This principle holds for statistical ML algorithms as well as any kind

of neural network. The most powerful ML algorithms derive from
neural networks, specifically deep learning. Let’s examine what
happens during the training of a deep learning model, as shown in
Figure 1.7.

Imagine you work in real estate, and you want to train an algorithm
to predict the price of houses. In your dataset, you’ll need many
observations of price transactions. In this setup, the price at which a
property sold is your target variable—the variable you want to
predict. In more technical terms, these values are also called true
values (typically abbreviated with the variable Y).
One of the first steps is to split your dataset into training and testing
datasets. The training data is only used for training; the testing data
is only used for model testing. More complex setups are possible,
but for our introduction, we’ll keep it simple.

The selling price depends on many factors like location, size, or age
of the property, which are your independent features, in statistics
often referred to as X. Underlying all ML algorithms is the idea that
observable patterns exist between independent variables and
dependent variables. The algorithm will figure out these hidden
patterns.

Figure 1.7 Deep Learning: Model Training

To train a deep learning model, you can feed the independent

features (or variables) to a deep learning model. The information is
passed through the network. Finally, the network provides a
prediction Y. This prediction is compared to the true value Y in a loss
function. This function evaluates the current prediction quality and
returns a loss score that is used by the optimizer. An important
building block of a neural network, the optimizer tries to update the
weights of the neurons of the model in the most efficient way. At this
point, one loop has finished.
The next batch of data is loaded from the training data and passed
through the network layers. Ideally, the weights have been updated,
so that the current prediction of the model is closer to the real value.
The loss function calculates the loss score. Then, the optimizer
adapts the weights of the neurons again.

This process is repeated until all data has been passed through the
network. Typically, data is not just run through once, but several
times. Each complete loop of the complete dataset being passed
through the loop is called an epoch.

The training process finishes once a stop criterion is found, for

instance:
A predefined number of epochs is reached.
Model loss has reached some convergence so that the training
process does not improve the result anymore.

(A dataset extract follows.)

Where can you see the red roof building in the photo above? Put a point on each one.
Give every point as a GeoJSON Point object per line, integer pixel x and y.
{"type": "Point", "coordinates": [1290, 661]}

Let’s assume that your model has been trained successfully. You
now have a model with a specific setup (i.e., architecture, number of
neurons, activation functions, etc.) and corresponding model weights
for each neuron in the network. How can you use this trained model
to generate predictions? This process of running a model for creating
predictions is called inference. Figure 1.8 shows the model inference
process.

During model inference, you provide test data to the model. This test
data is passed through the model with its frozen model weights. In
this context, “frozen” means that the model weights are not adapted
any more at this point. You receive a prediction Y that you can
compare to the true test values Y. Both values (or sets of values) can
be used in your model evaluation.

Figure 1.8 Deep Learning: Model Inference

This book is not a book on AI engineering. We won’t train a model

ourselves in this book. The good thing is we don’t have to! The
models that we’ll use are already trained on vast amounts of data,
and we can use these models with their frozen model weights to our
purposes and just run model inference.

Depending on the model architecture and available training data, you

can train many kinds of models. Typically, these models are
extremely well adapted to a specific dataset, that is, working rather
well, but in a rather narrow domain. Let’s turn to this topic next.

OceanofPDF.com
1.4 Narrow AI and General AI
AI systems have become more and more powerful, mostly absent
from the public eye. But every now and then, their capabilities reach
the public’s attention. Figure 1.9 shows some of the narrow
achievements of early AI systems.

Figure 1.9 Narrow AI Achievements

In 1997, IBM’s Deep Blue, an extremely sophisticated chess playing

machine, beat world chess champion Garry Kasparov, and the world
was stunned that a machine won. For centuries, chess was
associated with outstanding cognitive capabilities. Furthermore,
good chess players have intuition, which is required to anticipate the
moves of the opponent. But the machine won and showed
superhuman capabilities at playing chess. In hindsight, we must
recognize that this was merely the result of a comparably simple
search algorithms and simulations of millions of moves. Deep Blue
did not apply any advanced artificial intelligence. Nevertheless, the
AI scored its first big win in several battles of wit between man and
machines.

Much more impressive was when Google DeepMind’s system

AlphaGo beat Lee Sedol, one of the best Go players in the world in a
2015 match. AlphaGo won four out of the five games and received a
$1 million prize money. Experts in Go did not expect AlphaGo to win
at all because of the game’s extraordinary high game tree
complexity. Sometimes called the “Shannon number” (after Claude
Shannon), game tree complexity refers to the number of possible
games that could theoretically be played. The Shannon number for
chess is estimated to be around 10123. Although an insanely large
number, many combinations have been simulated for chess.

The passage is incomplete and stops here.